Ryukyu Kempo

The art of Ryukyu Kempo dates back to the early 16th century when The Ryukyu Islands were unified under a single ruler. In an effort to centralize government and control, weapons became illegal to own. With this new law self-defense became a hand to hand art. Over hundreds of years the art went through testing, study, and refinement.

Later in the early 17th century Japan invaded and occupied the Ryukyu Kingdom and renamed it to Okinawa. During this period of control, the Okinawans were forced to take their fighting arts undergrounds. The bujitsu (warrior arts) of Japan were then integrated with the kempo that was being practiced by the Okinawans. Again over years the art was refined and honed.

Then to promote health in the general population of school children, Ryukyu Kempo was added to the school systems. The art was dulled and simplified to ensure the school children would not injure one another. This new art became known as Karate-do.

The traditional art of Ryukyu Kempo was still practiced during the expansion of Karate-do and in the late 1970's it came to the United States. There it was shared with George Dillman who continues to spread the art.
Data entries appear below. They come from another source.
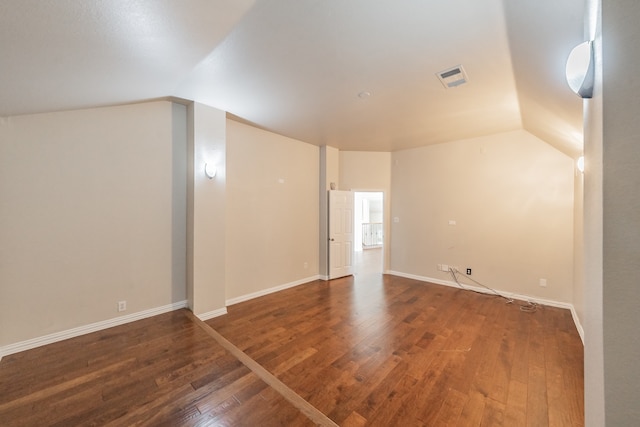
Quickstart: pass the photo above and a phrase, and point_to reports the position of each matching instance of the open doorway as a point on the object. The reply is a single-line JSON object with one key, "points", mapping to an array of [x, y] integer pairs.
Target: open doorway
{"points": [[368, 238]]}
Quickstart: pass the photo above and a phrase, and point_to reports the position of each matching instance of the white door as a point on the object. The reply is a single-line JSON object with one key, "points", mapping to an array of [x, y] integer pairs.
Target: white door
{"points": [[340, 233]]}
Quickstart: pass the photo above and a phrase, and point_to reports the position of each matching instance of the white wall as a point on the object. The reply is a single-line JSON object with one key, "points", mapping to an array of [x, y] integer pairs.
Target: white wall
{"points": [[329, 173], [206, 227], [591, 315], [511, 196], [92, 208], [272, 210]]}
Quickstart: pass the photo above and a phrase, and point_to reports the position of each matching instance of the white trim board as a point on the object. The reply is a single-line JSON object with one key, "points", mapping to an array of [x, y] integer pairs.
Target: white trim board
{"points": [[264, 292], [211, 314], [86, 329], [537, 300]]}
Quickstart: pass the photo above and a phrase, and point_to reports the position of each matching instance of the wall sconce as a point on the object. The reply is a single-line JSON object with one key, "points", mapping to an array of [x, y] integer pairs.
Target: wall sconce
{"points": [[210, 170], [580, 70]]}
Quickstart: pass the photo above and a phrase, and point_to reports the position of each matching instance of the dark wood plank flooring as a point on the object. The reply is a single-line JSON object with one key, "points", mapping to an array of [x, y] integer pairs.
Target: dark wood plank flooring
{"points": [[370, 350], [383, 350]]}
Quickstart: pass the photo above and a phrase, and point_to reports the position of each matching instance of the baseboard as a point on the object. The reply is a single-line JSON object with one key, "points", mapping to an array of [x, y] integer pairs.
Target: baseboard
{"points": [[82, 330], [521, 297], [264, 292], [212, 314]]}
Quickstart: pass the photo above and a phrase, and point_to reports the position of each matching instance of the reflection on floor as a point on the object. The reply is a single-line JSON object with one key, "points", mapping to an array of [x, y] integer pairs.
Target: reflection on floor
{"points": [[368, 261]]}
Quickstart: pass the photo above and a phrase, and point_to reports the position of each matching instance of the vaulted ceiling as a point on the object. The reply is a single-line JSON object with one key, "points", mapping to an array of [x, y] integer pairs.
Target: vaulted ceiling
{"points": [[356, 75]]}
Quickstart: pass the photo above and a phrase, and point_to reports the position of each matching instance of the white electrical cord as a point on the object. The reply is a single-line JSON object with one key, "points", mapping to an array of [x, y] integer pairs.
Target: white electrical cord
{"points": [[530, 306]]}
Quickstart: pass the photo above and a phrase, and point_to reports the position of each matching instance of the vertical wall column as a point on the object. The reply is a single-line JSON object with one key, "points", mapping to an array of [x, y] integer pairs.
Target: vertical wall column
{"points": [[329, 172], [206, 276]]}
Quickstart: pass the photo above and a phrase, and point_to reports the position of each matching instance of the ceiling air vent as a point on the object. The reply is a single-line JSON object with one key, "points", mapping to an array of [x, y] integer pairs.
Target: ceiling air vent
{"points": [[452, 77]]}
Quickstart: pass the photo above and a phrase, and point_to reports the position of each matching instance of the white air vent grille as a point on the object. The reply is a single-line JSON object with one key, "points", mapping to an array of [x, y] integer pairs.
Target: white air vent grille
{"points": [[452, 77]]}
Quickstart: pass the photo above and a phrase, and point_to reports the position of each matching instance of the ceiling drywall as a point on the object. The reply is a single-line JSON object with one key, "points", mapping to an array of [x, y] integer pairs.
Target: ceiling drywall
{"points": [[356, 75]]}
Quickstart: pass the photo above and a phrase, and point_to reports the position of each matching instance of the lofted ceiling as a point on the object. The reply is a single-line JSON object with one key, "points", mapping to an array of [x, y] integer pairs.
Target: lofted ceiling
{"points": [[356, 75]]}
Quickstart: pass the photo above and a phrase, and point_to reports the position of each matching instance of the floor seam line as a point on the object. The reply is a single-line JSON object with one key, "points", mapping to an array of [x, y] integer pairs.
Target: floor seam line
{"points": [[294, 398]]}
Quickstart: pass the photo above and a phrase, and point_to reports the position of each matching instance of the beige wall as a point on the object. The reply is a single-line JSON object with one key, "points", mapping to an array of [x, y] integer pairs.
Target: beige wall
{"points": [[361, 171], [621, 211], [511, 196], [272, 210], [92, 209]]}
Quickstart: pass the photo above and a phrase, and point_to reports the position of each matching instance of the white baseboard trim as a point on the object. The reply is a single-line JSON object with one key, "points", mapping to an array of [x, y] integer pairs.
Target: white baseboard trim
{"points": [[521, 297], [212, 314], [86, 329], [271, 290]]}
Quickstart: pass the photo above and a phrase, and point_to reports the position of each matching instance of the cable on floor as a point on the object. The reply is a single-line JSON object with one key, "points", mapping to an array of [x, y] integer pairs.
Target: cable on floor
{"points": [[528, 307]]}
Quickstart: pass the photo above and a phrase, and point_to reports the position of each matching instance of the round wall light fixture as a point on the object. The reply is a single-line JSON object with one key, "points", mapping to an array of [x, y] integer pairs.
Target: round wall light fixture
{"points": [[210, 170], [580, 71]]}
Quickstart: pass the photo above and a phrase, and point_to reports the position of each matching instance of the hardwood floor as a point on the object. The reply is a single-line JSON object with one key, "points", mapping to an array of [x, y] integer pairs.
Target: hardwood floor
{"points": [[371, 350]]}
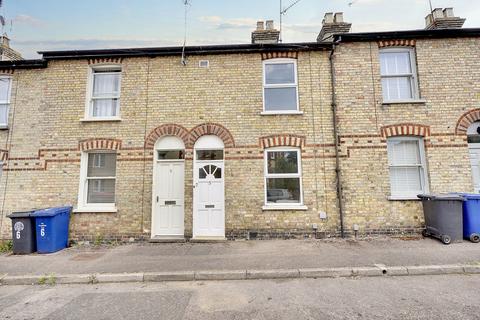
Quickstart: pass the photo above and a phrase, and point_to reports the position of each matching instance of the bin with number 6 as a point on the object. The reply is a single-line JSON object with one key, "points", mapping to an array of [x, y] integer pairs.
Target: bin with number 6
{"points": [[52, 228], [23, 232]]}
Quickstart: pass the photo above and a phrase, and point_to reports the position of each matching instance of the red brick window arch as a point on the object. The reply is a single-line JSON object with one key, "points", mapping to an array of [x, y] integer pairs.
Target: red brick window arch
{"points": [[284, 140], [405, 129], [100, 144], [212, 129], [168, 129], [466, 120]]}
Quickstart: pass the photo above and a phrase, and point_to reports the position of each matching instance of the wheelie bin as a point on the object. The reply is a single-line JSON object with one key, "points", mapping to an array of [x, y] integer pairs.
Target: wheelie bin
{"points": [[52, 228], [23, 232], [443, 216]]}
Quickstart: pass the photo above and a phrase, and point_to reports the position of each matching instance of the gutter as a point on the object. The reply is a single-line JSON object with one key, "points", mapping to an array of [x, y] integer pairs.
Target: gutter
{"points": [[337, 142]]}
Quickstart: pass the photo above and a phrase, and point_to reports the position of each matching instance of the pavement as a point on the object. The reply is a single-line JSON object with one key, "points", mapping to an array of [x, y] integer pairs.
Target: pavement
{"points": [[240, 260], [421, 297]]}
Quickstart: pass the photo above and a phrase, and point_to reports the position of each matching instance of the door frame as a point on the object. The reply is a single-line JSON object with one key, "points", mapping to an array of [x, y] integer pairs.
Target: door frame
{"points": [[170, 143], [215, 144]]}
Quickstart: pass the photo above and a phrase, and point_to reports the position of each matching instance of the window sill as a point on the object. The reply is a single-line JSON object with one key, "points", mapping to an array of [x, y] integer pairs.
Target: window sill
{"points": [[275, 113], [109, 119], [96, 210], [403, 198], [413, 101], [285, 208]]}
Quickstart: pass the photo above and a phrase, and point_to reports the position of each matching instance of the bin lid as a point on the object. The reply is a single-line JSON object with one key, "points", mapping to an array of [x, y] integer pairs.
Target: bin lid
{"points": [[21, 214], [50, 212], [441, 197], [469, 196]]}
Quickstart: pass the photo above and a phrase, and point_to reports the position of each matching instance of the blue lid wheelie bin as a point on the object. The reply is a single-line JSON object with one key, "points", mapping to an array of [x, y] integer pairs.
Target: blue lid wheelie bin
{"points": [[471, 216], [52, 228]]}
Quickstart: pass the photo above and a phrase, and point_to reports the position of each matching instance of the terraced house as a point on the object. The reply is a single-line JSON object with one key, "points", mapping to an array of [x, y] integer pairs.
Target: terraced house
{"points": [[255, 140]]}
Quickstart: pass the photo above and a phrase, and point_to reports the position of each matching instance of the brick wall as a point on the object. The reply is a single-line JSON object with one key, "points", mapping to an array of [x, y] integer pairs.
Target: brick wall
{"points": [[160, 96]]}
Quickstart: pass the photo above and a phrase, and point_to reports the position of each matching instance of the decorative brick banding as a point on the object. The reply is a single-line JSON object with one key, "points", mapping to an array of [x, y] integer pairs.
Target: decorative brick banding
{"points": [[284, 140], [105, 60], [276, 55], [100, 144], [213, 129], [405, 129], [466, 120], [169, 129], [397, 43], [3, 155]]}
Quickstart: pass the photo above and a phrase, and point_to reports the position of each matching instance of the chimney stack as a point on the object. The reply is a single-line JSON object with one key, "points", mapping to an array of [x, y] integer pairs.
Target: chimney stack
{"points": [[333, 24], [7, 53], [443, 19], [265, 35]]}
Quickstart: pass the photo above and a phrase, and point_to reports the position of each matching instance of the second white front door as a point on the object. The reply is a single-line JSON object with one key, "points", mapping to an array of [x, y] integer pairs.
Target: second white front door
{"points": [[209, 197], [474, 150], [168, 219]]}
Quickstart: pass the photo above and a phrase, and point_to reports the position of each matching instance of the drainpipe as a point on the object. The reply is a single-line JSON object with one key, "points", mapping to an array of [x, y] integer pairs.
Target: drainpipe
{"points": [[337, 141]]}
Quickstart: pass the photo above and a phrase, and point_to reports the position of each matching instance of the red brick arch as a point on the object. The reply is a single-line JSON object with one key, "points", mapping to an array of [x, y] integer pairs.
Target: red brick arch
{"points": [[100, 144], [405, 129], [283, 140], [466, 120], [3, 155], [213, 129], [169, 129]]}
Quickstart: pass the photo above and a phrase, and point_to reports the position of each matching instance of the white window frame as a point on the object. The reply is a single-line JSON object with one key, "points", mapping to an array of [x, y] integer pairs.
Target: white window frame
{"points": [[414, 86], [7, 102], [89, 98], [83, 206], [289, 85], [283, 206], [422, 165]]}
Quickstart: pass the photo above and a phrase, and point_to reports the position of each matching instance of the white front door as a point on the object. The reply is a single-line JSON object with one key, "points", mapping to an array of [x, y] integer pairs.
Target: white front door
{"points": [[209, 199], [168, 199], [474, 149]]}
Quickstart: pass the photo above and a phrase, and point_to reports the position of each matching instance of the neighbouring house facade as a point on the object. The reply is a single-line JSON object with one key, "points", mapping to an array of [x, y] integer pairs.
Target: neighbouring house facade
{"points": [[265, 139]]}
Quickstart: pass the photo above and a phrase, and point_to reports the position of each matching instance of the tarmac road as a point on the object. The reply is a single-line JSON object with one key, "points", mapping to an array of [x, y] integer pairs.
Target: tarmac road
{"points": [[413, 297]]}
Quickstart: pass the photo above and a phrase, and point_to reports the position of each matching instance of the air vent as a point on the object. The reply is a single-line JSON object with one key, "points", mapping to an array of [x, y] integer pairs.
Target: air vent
{"points": [[204, 63]]}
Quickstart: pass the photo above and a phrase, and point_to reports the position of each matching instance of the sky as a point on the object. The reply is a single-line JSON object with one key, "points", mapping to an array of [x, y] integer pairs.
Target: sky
{"points": [[42, 25]]}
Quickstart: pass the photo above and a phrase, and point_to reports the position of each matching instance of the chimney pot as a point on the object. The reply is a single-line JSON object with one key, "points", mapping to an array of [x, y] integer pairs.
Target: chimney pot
{"points": [[260, 25], [338, 17], [448, 13], [438, 13], [333, 24], [328, 18], [443, 19], [268, 35], [270, 25]]}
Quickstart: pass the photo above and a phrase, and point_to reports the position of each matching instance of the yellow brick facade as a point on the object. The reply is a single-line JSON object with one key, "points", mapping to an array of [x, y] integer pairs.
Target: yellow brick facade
{"points": [[46, 136]]}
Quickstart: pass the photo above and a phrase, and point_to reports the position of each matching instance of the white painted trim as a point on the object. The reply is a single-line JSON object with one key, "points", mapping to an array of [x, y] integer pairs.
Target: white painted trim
{"points": [[422, 165], [414, 85], [273, 113], [154, 195], [96, 210], [267, 175], [208, 143], [8, 101], [101, 119], [89, 93], [82, 205], [293, 85]]}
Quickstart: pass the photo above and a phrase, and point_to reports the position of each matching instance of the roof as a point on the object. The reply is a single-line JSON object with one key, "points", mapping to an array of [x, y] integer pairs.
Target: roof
{"points": [[190, 50], [408, 34]]}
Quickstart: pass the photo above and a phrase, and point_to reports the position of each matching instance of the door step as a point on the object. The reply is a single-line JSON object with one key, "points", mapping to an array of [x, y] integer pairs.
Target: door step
{"points": [[208, 239], [167, 239]]}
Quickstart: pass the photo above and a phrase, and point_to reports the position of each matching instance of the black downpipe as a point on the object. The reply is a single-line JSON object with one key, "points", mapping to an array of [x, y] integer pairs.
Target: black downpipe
{"points": [[337, 143]]}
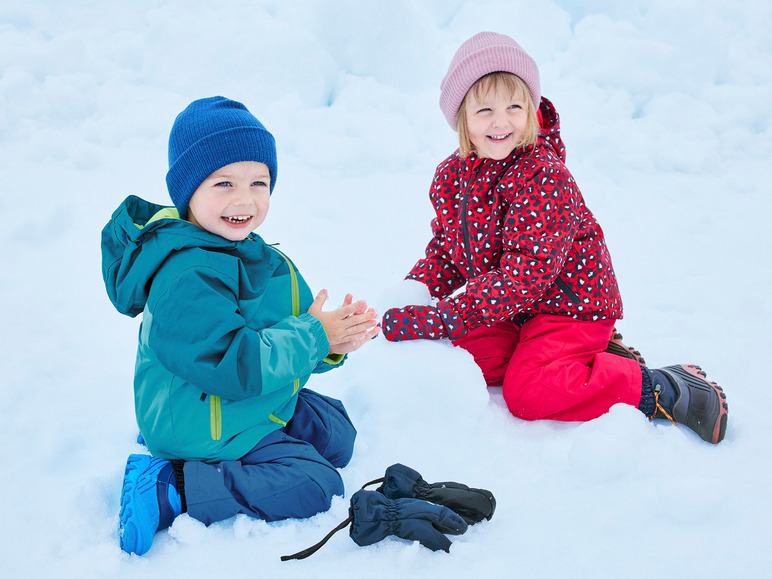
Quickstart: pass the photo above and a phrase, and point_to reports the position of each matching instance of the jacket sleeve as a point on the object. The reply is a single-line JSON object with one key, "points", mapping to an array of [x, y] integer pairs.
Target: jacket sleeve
{"points": [[537, 237], [437, 270], [199, 334]]}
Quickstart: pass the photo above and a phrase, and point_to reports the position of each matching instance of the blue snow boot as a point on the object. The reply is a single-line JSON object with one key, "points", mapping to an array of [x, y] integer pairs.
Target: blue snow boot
{"points": [[684, 395], [149, 501]]}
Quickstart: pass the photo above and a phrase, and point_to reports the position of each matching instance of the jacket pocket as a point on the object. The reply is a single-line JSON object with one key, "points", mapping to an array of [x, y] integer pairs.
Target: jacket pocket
{"points": [[567, 291]]}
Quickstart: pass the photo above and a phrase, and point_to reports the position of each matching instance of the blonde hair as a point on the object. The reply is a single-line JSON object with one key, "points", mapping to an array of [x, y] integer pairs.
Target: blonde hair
{"points": [[492, 82]]}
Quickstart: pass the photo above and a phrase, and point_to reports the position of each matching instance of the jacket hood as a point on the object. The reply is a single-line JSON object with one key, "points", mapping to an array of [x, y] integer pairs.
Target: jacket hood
{"points": [[549, 136], [137, 240], [549, 121]]}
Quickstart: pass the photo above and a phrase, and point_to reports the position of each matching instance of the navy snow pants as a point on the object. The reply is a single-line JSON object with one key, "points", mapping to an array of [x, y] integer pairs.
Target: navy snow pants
{"points": [[291, 473]]}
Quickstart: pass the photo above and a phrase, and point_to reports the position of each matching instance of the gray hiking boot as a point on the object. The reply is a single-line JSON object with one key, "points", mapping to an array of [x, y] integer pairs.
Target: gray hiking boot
{"points": [[685, 396], [616, 347]]}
The Dillman Theory uses Ryukyu Kempo for self-defense and Traditional Chinese Medicine for healing.

Small Circle Jujitsu

The art of Small Circle Jujitsu comes from Professor Wally Jay, who took combined principles from different arts he practiced together. Classical Jujitsu dates back hundreds of years in Japan with strikes and joint locks. Professor Jay learned classical jujitsu from Professor Okazaki in Hawaii, who had already incorporated different arts and techniques and styles into Danzan Ryu Jujitsu.

It wasn't until Professor Jay was learning Judo from Ken Kawachi that he learned the power of the wrist action. With this, he applied the concept to the other arts that he knew and developed Small Circle Jujitsu. With those Small Circle concepts and principles, Professor Jay taught not only effective self defense, but applied those principles to Judo competitions producing local, state and even national champions.

With constant training and immense attention to detail, Professor Jay laid the foundation for Small Circle Jujitsu, which continues to this day. Unfortunately, Professor Jay passed in 2011, however his art continues strong with schools around the world. Leon Jay, Professor Jay's son continues training and teaching the art where his father left off.